Comparison of Four Different Humanized Hematopoietic Niche Xenotransplantation Methods to Engraft Myelodysplastic Syndromes (MDS)

Introduction: Next generation sequencing techniques have identified a large number of MDS associated acquired molecular lesions. However, translation of these possible molecular targets into new therapeutic strategies has been lagging behind. This is also due to a lack of functional experimental models of MDS, in which new hypotheses can be evaluated pre-clinically. Xenograft models in NSG mice have emerged as versatile preclinical platforms for investigation of functional pathomechanisms in MDS ([1] Medyouf et al., 2014, [2] Rouault-Pierre et al., 2017). The limiting factor of these models is the low engraftment of patient-derived CD34⁺ hematopoietic stem cells (HSCs). Efficient humanized 3D scaffolds in immune-compromised mouse models have been established, enabling to increase engraftment rates of normal and malignant hematopoiesis ([3] Reinisch et al., 2016, [4] Abarrategi et al., 2017). Therefore, we evaluated engraftment ability of IPSS low-risk, int-1 and high-risk-patient samples, in four different 3D scaffolds.

Methods: Currently we transplanted samples from 10 MDS patients in parallel into NSG mice testing the following conditions: A) Intrafemoral co-injection of CD34⁺ HSCs and MSCs according to [1]. Subcutaneous implantation of 3D scaffolds. Gelfoam (B) and Bio-OSS (C) [4], Matrigel ossicles (D) [3] and primary human bone isolated after hip replacement, inserted with Gelfoam, preseeded in vitro with MSCs and mononuclear cells (MNCs) and injected in vivo with CD34⁺ HSCs 8 weeks after implantation (human bone ossicles) (E). Ossicles, bone marrow (BM), peripheral blood and spleens were analyzed 12 weeks after implantation of hematopoietic cells.

Results: Gelfoam and human bone ossicles showed significantly higher hCD45⁺cell numbers compared to intrafemoral injection analyzed by flow cytometry. Engraftment in those two conditions was similarly robust. However, Gelfoam scaffolds showed higher percentual engraftment levels ranging up to 70% as compared to human bone ossicles ranging from 0.2% to 27%. Interestingly, we found systemic engraftment of hCD45⁺cells outside the injected bone fragment in the BM, peripheral blood and spleen solely in mice, which received human bone ossicles.

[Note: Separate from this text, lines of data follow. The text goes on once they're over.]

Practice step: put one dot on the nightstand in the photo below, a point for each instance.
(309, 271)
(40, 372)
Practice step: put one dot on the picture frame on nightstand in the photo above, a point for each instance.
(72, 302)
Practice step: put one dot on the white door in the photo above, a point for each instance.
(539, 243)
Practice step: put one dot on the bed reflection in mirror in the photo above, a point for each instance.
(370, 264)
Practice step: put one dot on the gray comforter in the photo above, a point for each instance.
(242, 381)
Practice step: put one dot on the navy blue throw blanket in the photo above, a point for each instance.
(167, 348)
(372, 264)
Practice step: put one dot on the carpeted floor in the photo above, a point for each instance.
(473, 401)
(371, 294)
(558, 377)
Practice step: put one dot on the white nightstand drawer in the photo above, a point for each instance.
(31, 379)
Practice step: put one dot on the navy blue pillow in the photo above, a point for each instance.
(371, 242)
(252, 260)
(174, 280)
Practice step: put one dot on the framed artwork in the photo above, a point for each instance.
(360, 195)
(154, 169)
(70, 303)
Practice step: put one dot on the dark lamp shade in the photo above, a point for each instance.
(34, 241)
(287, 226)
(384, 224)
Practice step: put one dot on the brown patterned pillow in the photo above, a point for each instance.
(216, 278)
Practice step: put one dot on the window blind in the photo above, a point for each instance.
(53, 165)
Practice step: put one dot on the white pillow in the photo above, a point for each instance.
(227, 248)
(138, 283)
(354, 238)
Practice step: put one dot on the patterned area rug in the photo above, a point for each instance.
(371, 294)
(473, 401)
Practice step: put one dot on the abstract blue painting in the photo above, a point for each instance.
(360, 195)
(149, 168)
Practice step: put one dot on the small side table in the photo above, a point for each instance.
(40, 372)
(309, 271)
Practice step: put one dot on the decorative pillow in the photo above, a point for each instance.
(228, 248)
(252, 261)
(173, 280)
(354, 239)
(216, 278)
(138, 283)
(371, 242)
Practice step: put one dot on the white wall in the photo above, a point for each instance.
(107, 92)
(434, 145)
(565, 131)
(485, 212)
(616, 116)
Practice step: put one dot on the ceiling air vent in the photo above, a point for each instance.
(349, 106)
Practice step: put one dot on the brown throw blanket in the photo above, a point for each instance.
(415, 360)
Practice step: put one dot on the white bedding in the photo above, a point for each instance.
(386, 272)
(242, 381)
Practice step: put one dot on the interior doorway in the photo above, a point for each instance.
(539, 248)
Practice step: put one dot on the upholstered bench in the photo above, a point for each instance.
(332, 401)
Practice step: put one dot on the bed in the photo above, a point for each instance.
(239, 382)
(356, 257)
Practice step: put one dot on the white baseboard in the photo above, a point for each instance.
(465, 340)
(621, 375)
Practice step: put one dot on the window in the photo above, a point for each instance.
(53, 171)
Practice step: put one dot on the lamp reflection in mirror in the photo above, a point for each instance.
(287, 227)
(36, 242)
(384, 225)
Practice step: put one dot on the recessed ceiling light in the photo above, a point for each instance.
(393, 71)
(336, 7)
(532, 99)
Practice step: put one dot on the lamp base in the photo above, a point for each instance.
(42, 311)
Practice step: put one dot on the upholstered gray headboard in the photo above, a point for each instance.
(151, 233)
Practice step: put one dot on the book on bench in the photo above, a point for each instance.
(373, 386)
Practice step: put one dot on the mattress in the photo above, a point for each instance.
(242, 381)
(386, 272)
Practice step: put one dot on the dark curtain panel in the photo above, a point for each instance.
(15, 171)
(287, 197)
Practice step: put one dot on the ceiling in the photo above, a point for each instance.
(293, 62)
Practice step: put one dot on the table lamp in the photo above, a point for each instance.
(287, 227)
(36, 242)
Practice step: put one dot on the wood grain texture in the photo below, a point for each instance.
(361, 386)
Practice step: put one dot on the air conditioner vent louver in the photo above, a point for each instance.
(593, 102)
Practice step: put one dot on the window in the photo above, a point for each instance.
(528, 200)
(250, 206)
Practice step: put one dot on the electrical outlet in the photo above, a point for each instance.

In all other methods, hCD45⁺ cells could only be detected within the ossicles themselves. This result could possibly be explained due to transplantation of MNCs in this condition. That hypothesis was supported by another set of experiments using human bone ossicles (n=10), which showed that colonization of the scaffold was similar when transplanting either CD34⁺ cells + MSCs, MNCs+MSCs or MNCs only but systemic engraftment could only be seen in MNC transplanted mice.

Conclusion: Our data show that hCD45⁺cells and MSCs from MDS BM were able to colonize humanized ossicle scaffolds. Gelfoam and human bone ossicles were the most promising novel methods to improve MDS xenograft models. For systemic engraftment, application of MNCs seems to be necessary.